From c3356e5fd81bf2ec730c110b790bb2bf284ba9b4 Mon Sep 17 00:00:00 2001
From: "Victor M. Varela" <vmvarela@gmail.com>
Date: Fri, 1 May 2026 19:10:20 +0200
Subject: [PATCH] docs: add real-world examples and JSON/NDJSON input
 documentation
MIME-Version: 1.0
Content-Type: text/plain; charset=UTF-8
Content-Transfer-Encoding: 8bit

- Update intro: 'reads CSV from stdin' → 'reads CSV, JSON, or NDJSON'
- Add JSON/NDJSON input paragraph and example to Usage section
- Add -I/--input-format and -O/--output-format to flags table
- Fix broken chain example (missing -H on first sql-pipe call)
- Add Real-world examples section with 6 verified live examples:
  La Liga wins/goals (CSV), OWID energy solar/wind (CSV+chain),
  restcountries density (NDJSON), Open-Meteo Madrid forecast (NDJSON)

Closes #127
---
 README.md | 151 ++++++++++++++++++++++++++++++++++++++++++++++++++++--
 1 file changed, 146 insertions(+), 5 deletions(-)
diff --git a/README.md b/README.md
index 6c373b3..dba86b6 100644
--- a/README.md
+++ b/README.md
@@ -4,7 +4,7 @@
 [![Release](https://img.shields.io/github/v/release/vmvarela/sql-pipe)](https://github.com/vmvarela/sql-pipe/releases/latest)
 [![License: MIT](https://img.shields.io/badge/license-MIT-blue.svg)](LICENSE)
 
-`sql-pipe` reads CSV from stdin, loads it into an in-memory SQLite database, runs a SQL query, and prints the results as CSV. No server, no schema files, no setup.
+`sql-pipe` reads CSV, JSON, or NDJSON from stdin, loads it into an in-memory SQLite database, runs a SQL query, and prints the results.
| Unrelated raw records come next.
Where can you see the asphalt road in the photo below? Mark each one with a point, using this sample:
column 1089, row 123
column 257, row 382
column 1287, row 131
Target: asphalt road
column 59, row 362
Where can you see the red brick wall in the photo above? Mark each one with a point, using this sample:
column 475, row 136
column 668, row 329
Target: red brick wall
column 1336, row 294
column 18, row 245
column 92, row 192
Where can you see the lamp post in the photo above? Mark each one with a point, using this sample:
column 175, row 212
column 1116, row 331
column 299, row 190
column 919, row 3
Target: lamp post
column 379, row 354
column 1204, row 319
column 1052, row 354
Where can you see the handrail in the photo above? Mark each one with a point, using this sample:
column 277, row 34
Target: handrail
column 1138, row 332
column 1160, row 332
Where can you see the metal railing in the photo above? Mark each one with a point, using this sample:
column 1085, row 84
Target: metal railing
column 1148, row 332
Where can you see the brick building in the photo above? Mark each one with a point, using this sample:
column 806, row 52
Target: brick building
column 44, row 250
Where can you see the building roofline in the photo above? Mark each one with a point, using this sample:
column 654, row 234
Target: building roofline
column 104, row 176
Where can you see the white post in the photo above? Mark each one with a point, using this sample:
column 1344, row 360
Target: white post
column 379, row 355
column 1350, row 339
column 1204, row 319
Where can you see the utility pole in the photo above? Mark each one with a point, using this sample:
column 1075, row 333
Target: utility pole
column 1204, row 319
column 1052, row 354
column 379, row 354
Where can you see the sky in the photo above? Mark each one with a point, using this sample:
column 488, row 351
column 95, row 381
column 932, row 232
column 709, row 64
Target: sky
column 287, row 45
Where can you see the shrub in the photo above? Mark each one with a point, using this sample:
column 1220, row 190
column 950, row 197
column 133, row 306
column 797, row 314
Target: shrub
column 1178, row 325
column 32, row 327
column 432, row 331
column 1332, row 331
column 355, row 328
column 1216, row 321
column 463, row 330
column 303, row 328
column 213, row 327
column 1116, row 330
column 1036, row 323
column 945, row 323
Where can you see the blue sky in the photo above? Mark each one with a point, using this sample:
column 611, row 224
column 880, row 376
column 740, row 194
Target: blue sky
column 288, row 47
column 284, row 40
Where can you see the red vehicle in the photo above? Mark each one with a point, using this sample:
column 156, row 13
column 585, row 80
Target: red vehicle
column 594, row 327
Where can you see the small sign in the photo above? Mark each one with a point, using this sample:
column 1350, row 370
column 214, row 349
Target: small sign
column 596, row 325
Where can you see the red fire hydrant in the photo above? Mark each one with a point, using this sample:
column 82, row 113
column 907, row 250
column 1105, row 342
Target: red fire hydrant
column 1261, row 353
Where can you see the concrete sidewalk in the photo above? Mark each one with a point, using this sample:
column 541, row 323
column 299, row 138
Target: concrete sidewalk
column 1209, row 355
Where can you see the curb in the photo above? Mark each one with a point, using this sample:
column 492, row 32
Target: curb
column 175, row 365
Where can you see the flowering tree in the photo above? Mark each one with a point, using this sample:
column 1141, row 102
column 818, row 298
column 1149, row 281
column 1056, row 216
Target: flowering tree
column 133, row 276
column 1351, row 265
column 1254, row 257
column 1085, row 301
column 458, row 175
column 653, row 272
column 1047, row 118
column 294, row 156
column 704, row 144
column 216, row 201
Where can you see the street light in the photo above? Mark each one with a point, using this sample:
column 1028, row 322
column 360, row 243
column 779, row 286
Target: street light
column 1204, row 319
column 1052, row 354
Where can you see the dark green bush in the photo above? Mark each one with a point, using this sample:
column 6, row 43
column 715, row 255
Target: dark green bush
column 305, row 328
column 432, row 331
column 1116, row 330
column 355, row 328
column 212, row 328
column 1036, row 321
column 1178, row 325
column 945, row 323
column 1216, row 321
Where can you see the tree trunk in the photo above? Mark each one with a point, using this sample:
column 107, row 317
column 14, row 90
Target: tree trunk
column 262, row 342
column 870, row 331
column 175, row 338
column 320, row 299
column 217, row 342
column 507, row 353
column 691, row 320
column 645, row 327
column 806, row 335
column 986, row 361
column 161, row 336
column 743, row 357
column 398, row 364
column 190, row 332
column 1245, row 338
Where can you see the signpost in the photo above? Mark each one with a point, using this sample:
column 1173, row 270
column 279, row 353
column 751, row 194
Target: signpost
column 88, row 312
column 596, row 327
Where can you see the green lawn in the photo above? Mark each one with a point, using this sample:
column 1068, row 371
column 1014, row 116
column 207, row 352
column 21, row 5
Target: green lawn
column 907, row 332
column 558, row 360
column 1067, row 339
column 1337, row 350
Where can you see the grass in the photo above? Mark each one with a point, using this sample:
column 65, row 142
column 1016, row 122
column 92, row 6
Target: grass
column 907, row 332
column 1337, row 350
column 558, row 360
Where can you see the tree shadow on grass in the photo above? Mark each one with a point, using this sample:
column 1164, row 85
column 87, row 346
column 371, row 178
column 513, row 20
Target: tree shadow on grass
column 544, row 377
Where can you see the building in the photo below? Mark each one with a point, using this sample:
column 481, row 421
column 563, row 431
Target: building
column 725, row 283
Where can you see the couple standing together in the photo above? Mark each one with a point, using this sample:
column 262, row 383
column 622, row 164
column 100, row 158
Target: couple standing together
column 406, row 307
No server, no schema files, no setup.
 
 It exists because `awk` is cryptic, spinning up a Python interpreter for a one-liner feels wrong, and `sqlite3 :memory:` takes four commands before you can query anything. If you know SQL and work with CSV in the terminal, this is the tool you've been reaching for.
 
@@ -143,7 +143,7 @@ Binary lands at `./zig-out/bin/sql-pipe`. SQLite is compiled from the official a
 
 ## Usage
 
-The CSV comes from stdin. The first row must be a header — those column names become the schema for a table called `t`. Results go to stdout as comma-separated values.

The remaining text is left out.